“She’s my mother,” replied Jessica, “and the Lord Jesus Christ had a mother. Oh! I’d like to see her again, and tell her about God, and Jesus Christ, and heaven. Perhaps she’d become a good woman!”

She could control herself no longer, and throwing herself on her knees before the minister’s chair she hid her face in her hands, and Daniel heard that amid her sobs she was murmuring some prayer to God for her mother. This was a new perplexity, that Jessica should wish to see her cruel and hard-hearted mother; but there was something in it which he could neither blame nor gainsay. He would rather have kept Jessica in safety at the minister’s house than have her exposed to the frequent and violent visits of the drunken woman to his own little dwelling; but if Jessica decided otherwise he would not oppose her. His house did not seem the same place without her presence in it.

“Choose for yourself, deary,” he said, very gently: “come home with me, and run the chance of your mother coming again soon; or go back to Miss Jane and Winny, who are so fond of you, and where everything is fine, and you’ll be in such good company. Choose for yourself.”

“I’ll go home with you,” said Jessica, getting up from her knees with a cheerful smile. “I couldn’t think this morning who’d sweep the kitchen, and get the breakfast. I’d rather go home with you, if you please.”

It was impossible for Daniel not to be gratified at Jessica’s choice, however troubled he might be with the idea of her mother’s disturbance of their peace; for home was not home without her. They kept very near to one another all day at their work, and it was late at night before they returned home, where they found no one sitting upon the doorsteps, as Daniel timorously expected. But their neighbor Brookes informed them that Jessica’s mother had been sobbing and crying before the closed door during a great part of the evening.


CHAPTER V.
HOW A CHRISTIAN OUGHT TO ACT.

Daniel was very anxious that Jessica should not be exposed to her mother’s violence at any time during his absence, when he would not be there to protect her from any ill-usage; and as he was almost constantly engaged with the chapel affairs for the next two or three days he and Jessica were never at home until late in the evening.

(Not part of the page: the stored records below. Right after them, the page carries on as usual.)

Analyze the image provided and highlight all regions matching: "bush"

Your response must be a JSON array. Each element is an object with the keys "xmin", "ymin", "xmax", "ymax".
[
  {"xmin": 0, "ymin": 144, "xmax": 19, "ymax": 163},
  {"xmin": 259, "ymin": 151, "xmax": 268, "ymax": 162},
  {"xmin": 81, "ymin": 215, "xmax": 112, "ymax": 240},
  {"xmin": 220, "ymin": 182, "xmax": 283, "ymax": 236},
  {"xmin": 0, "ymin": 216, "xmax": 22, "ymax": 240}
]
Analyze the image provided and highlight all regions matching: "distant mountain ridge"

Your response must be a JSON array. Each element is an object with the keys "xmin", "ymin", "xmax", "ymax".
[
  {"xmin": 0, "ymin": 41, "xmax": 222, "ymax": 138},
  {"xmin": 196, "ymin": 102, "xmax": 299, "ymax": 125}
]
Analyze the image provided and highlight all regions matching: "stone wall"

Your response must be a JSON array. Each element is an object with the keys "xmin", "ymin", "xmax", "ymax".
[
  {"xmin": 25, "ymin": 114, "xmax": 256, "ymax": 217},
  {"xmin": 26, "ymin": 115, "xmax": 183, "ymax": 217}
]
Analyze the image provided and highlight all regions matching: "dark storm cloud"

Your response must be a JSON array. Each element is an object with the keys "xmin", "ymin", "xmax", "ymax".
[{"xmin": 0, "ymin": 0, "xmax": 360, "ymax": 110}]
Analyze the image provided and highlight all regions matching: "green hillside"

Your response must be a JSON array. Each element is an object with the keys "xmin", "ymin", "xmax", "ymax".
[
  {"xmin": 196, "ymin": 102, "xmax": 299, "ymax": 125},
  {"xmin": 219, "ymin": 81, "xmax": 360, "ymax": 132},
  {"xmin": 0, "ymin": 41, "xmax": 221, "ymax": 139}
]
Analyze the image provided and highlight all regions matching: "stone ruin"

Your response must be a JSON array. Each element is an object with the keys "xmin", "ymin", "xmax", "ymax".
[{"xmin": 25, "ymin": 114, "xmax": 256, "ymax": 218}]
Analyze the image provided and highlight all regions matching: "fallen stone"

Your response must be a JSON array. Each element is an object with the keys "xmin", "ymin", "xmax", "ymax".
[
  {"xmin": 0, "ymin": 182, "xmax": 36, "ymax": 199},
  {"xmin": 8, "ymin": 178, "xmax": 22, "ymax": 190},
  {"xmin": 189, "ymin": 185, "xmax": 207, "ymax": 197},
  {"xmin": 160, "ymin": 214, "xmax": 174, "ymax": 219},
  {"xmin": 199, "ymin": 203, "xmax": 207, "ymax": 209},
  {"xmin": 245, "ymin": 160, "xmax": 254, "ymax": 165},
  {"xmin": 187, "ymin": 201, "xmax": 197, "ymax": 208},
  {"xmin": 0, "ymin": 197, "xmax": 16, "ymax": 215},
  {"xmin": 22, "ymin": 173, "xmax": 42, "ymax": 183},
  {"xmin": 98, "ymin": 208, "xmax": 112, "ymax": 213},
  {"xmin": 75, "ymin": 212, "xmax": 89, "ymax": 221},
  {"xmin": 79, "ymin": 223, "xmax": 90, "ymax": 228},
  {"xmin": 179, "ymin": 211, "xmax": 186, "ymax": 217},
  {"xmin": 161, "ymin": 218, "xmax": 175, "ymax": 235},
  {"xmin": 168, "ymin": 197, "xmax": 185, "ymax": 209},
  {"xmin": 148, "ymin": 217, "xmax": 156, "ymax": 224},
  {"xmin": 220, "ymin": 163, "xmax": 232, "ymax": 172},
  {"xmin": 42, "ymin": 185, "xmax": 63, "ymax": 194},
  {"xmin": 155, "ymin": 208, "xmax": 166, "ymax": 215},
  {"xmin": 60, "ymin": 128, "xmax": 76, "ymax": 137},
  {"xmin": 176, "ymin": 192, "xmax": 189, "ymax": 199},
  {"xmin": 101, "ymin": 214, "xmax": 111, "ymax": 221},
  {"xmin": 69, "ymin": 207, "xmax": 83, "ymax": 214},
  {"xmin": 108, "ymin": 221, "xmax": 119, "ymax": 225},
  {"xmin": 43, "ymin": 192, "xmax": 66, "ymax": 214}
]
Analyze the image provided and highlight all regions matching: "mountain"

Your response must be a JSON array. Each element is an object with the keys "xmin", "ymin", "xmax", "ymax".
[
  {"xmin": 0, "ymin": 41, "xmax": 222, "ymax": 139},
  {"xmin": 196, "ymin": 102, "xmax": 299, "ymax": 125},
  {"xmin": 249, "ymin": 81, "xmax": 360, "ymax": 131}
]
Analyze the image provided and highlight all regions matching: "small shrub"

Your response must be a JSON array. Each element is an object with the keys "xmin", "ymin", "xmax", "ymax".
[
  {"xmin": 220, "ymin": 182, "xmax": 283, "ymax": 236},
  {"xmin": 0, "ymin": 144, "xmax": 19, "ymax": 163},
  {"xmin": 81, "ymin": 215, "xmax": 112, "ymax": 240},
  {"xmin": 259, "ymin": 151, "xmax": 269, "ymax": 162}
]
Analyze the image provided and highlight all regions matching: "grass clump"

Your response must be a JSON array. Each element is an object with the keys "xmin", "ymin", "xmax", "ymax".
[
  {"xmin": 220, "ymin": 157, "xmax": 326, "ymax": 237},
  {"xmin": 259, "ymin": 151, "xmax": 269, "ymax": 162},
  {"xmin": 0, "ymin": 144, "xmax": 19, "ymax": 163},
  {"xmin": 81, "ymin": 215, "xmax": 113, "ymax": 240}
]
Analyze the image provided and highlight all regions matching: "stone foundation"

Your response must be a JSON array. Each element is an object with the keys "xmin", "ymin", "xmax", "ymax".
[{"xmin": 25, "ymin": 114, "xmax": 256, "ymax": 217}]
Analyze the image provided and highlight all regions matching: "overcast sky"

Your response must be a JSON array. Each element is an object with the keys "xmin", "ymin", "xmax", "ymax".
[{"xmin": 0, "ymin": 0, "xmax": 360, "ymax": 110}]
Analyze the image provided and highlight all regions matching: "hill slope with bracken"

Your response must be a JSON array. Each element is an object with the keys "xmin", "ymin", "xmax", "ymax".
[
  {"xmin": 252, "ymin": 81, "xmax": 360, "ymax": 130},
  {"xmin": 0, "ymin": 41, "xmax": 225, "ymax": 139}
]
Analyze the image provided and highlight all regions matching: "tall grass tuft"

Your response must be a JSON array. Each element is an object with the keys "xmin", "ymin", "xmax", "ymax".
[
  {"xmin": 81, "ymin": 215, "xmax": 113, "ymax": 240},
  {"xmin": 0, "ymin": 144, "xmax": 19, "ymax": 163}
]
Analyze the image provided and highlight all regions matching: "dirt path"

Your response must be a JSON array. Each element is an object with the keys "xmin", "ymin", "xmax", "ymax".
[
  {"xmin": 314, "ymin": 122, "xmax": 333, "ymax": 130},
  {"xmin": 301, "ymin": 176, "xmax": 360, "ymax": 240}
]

But upon Thursday night as they turned into the court Jessica’s quick eye saw a woman’s figure leaning against the door-post of their house. She stood still for an instant, clasping Daniel’s hand with close and timid grasp and then, quitting him, she ran forward, and stretching out both her hands, almost as if she wished to throw herself into her mother’s arms, she cried, “Mother! mother!”